Ayer no salía de mi asombro. En España crecemos más que nadie, creamos más empleo que nadie, ya no nos financiamos a base de deuda y jamás fuimos rescatados. ¿Cómo se puede mentir tanto en tan poco tiempo? ¿Qué ganamos con un discurso así? Está claro que no gana nadie. Al menos, no ganan los que más han perdido durante la crisis.

No ganan los trabajadores, cuyas condiciones de contratación son más precarias que nunca. Cierto, la economía española gana en competitividad gracias a un empleo cada vez más precario en salarios y condiciones laborales. Los empleos temporales crecen a mayor ritmo,  y pese a que es cierto que la mitad de los contratos firmados fueron indefinidos, estos suelen serlo a tiempo parcial. Crecimiento y competitividad, sí, pero a costa de los salarios y rentas que han caído un 40% según el Instituto Nacional de Estadística.

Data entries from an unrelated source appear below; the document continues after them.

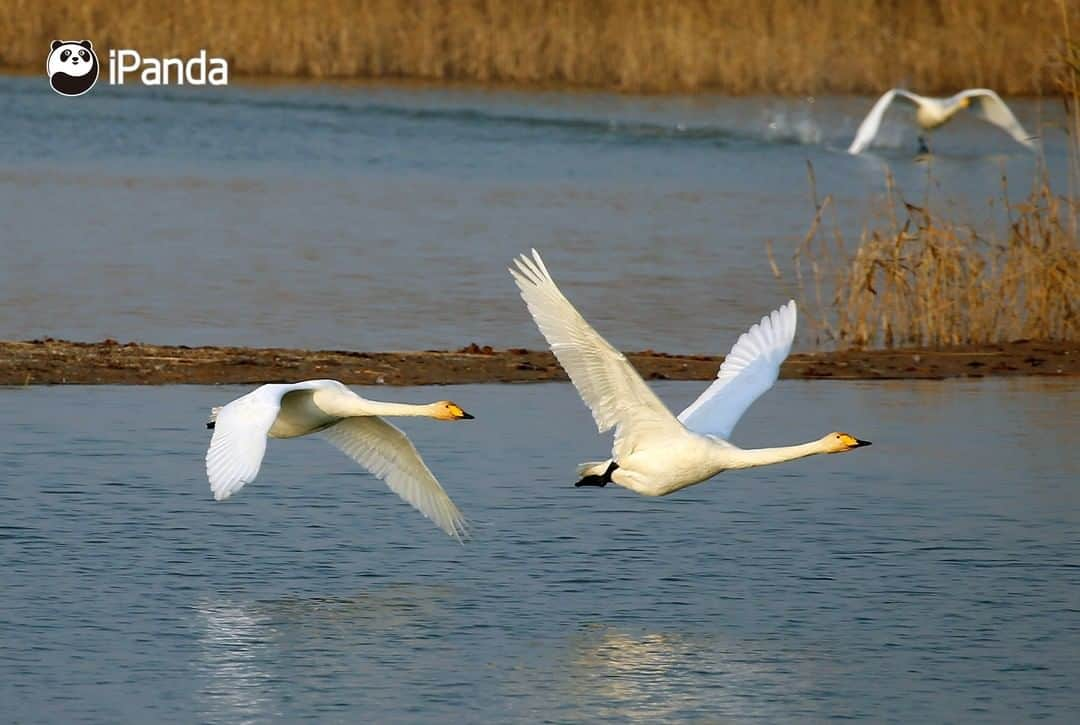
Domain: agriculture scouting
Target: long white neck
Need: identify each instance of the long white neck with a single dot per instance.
(754, 457)
(347, 404)
(376, 407)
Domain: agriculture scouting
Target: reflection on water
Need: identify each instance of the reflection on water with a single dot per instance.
(252, 654)
(233, 648)
(671, 676)
(931, 577)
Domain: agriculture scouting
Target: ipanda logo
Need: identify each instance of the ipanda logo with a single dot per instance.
(72, 68)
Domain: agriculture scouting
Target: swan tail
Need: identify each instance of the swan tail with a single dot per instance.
(596, 472)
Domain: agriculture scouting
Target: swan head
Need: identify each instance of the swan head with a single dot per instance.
(445, 410)
(841, 442)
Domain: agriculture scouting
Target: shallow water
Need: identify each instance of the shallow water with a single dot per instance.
(934, 576)
(373, 217)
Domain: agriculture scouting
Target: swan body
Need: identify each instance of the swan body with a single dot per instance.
(655, 453)
(933, 112)
(350, 423)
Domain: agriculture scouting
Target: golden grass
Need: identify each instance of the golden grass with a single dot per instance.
(918, 278)
(634, 45)
(923, 280)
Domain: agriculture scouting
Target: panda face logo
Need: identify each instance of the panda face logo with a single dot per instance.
(72, 67)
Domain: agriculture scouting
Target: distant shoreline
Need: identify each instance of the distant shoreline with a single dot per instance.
(770, 47)
(64, 362)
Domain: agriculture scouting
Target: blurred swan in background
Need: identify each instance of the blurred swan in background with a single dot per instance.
(347, 420)
(655, 454)
(933, 112)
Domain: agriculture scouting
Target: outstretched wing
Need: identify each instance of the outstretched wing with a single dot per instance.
(387, 452)
(240, 438)
(605, 379)
(988, 106)
(868, 129)
(750, 370)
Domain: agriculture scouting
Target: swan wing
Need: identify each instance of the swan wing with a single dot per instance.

Los datos macroeconómicos no suponen un escenario justo para atajar los principales problemas del entorno social, económico y político: desconfianza, y pobreza. Detengámonos aquí.

En cuanto a la pobreza, no me refiero solo a aquella que afecta a quienes no pueden pagar sus deudas o las facturas o, en el peor de los casos, ni siquiera los alimentos para alimentarse. Cáritas da buena cuenta de esos datos periódicamente. Me refiero a la pobreza que nos espera como país al no debatir sobre qué queremos ser de mayores y  sobre qué sectores están en condiciones de garantizar una prosperidad sostenible para todos. En otras palabras: ¿qué modelo productivo vamos a potenciar?. Pobreza futura nos espera si no somos capaces de ofrecer a los jóvenes que se van un futuro donde puedan desarrollar sus proyectos y su futuro. Pobreza económica supondrá, en resumidas cuentas, las consecuencias de reducir becas, decir que la universidad es insostenible, permitir que los investigadores se vayan o reducir drásticamente el gasto en I+D+i, que es justo lo que hace el actual gobierno. Tan pobre es quien nunca tiene nada como el que tuvo mucho y perdió todo. En ocasiones, todavía puede serlo más si, además, los demás no perciben que lleva un rumbo positivo.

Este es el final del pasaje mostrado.